Fleetwith Pike is found in the area between the Borrowdale and Buttermere valleys in the Lake District. It's poses a striking image, with a sharp ridge rising almost from the lake edge at Buttermere. The famous Honister slate has been mined from deep inside the fell for hundreds of years and Honister Slate Mine is now an exciting attraction that also offers a fascinating peek into the history of the area.
Don’t let the cafe, museum, huge car park and fantastic slate mine lure you into a false sense of security: this is still a sizeable fell so you’ll still need a sizeable backpack to tackle it. Proper boots, warm & waterproof clothing, food, torch (just in case) and a map and compass (or other properly reliable navigation aid) are a must. You may be humming Fleetwood Mac songs as you climb this fell, but leave your long flowing Stevie Nicks dress at home.

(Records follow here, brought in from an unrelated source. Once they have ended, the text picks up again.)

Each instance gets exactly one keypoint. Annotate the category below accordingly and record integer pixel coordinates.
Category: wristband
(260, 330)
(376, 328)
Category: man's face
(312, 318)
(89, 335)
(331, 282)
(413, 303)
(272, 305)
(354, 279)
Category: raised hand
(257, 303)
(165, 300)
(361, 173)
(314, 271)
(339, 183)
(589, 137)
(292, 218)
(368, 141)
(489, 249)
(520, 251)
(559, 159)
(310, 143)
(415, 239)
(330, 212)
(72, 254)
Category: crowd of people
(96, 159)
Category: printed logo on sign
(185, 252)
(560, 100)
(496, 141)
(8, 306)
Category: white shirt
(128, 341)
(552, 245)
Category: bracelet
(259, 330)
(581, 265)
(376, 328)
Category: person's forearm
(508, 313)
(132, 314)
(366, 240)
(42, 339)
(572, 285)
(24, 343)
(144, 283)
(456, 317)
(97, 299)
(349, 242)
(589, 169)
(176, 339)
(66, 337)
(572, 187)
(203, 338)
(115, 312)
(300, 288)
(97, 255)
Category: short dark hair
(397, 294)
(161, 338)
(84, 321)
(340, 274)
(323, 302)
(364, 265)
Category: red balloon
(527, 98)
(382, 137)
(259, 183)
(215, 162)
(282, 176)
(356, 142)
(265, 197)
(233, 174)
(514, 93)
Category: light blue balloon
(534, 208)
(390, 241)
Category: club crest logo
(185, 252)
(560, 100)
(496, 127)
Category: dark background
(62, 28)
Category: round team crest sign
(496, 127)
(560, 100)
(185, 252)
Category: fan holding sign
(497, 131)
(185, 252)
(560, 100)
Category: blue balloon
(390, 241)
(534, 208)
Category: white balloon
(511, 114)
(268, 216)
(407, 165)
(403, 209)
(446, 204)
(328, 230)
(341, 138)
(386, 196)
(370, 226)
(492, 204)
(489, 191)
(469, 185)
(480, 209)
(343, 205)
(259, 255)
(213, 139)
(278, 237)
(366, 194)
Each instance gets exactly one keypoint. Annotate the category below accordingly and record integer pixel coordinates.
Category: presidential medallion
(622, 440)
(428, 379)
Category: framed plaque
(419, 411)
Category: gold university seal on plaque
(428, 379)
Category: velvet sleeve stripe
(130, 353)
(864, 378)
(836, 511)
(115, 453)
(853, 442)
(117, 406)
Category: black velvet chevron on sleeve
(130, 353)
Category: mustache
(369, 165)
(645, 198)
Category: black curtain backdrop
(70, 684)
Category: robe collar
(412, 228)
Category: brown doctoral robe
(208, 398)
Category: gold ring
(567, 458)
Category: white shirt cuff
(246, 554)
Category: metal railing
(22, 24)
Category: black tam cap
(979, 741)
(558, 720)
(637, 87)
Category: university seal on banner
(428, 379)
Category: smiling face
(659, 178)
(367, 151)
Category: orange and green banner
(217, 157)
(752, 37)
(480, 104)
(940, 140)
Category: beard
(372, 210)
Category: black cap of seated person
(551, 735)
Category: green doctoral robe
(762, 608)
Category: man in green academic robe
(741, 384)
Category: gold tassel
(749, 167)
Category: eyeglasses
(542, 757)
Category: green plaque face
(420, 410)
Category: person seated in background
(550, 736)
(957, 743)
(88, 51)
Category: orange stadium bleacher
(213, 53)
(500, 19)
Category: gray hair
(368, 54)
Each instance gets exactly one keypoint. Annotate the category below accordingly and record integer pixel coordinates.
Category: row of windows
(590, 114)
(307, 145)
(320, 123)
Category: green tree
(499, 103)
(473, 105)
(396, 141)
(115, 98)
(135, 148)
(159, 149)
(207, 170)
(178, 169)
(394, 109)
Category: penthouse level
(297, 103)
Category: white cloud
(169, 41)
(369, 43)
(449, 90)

There is a nice big car park at Honister Slate Mine where you can start and end the walk. It's free if you're also going to use one of their attractions, or £5 per day if not. Alternatively, if you’re a National Trust member, there’s also a National Trust car park where you can park for free. It’s right next to the youth hostel, so you can park up there and reminisce about teenage nights spent in dorms!
The route up Fleetwith Pike couldn’t be simpler: follow the big track leading out of the car park and up the hill. It’s a proper track – they even have hill climb races on it at certain times of the year, so there’s not a lot of navigation required (but do keep your map handy because that’s the sensible thing to do, and you never know what might happen!). Of course, it's steep in places - you are heading up a 648m fell after all - but it’s steady going and not too tricky.
Along the way you may hear some yelps and lots of oohs and aahs echoing around the valley. That will be the people on the Honister Via Ferrata: they'll be scaling the sheer cliff face, harnessed to a continuous wire that follows the original miner's path to the top of Fleetwith Pike. So you might even meet them at the summit, though they'll have had a more hair-raising journey than your comparatively easy climb!
When you get to the top you can pause to admire the stunning views far below, all along Buttermere and towards Crummock Water and the coast in the west. Don't be tempted to descend this route down to the lake as it’s steep, slippery and likely to tear holes in your trousers if you slip over.
From up here you can truly appreciate how Buttermere and Crummock Water used to be one big lake. In fact, after very heavy rain, they merge once again. If you’re here in the spring, it’s definitely worth taking a side trip to see the Rannerdale Bluebells alongside Crummock, which are utterly stunning every single year. Scale Force, on the opposite side of the lake, is the Lake District’s highest waterfall and definitely worth a visit.
As you stand on the top of Fleetwith Pike, take a look to the west and admire Alfred Wainwright's favourite fell: Haystacks. Innominate Tarn on the top is the final resting place of the famous author, whose ashes were scattered there in 1991. The name of the tarn is a bit of a conundrum as it literally means “without a name”. So, by naming it Innominate Tarn, it now has a name, so shouldn’t be called Innominate Tarn!
Once you’re done arguing about the logic of tarn names (or lack, thereof!), wander back down the way you came and pay a visit to the excellent cafe and shop at the slate mine. There’s plenty to see and do including the Via Ferrata, Climb the Mine, or a mine tour. Or you could just sit and eat an enormous cream cake. Your call!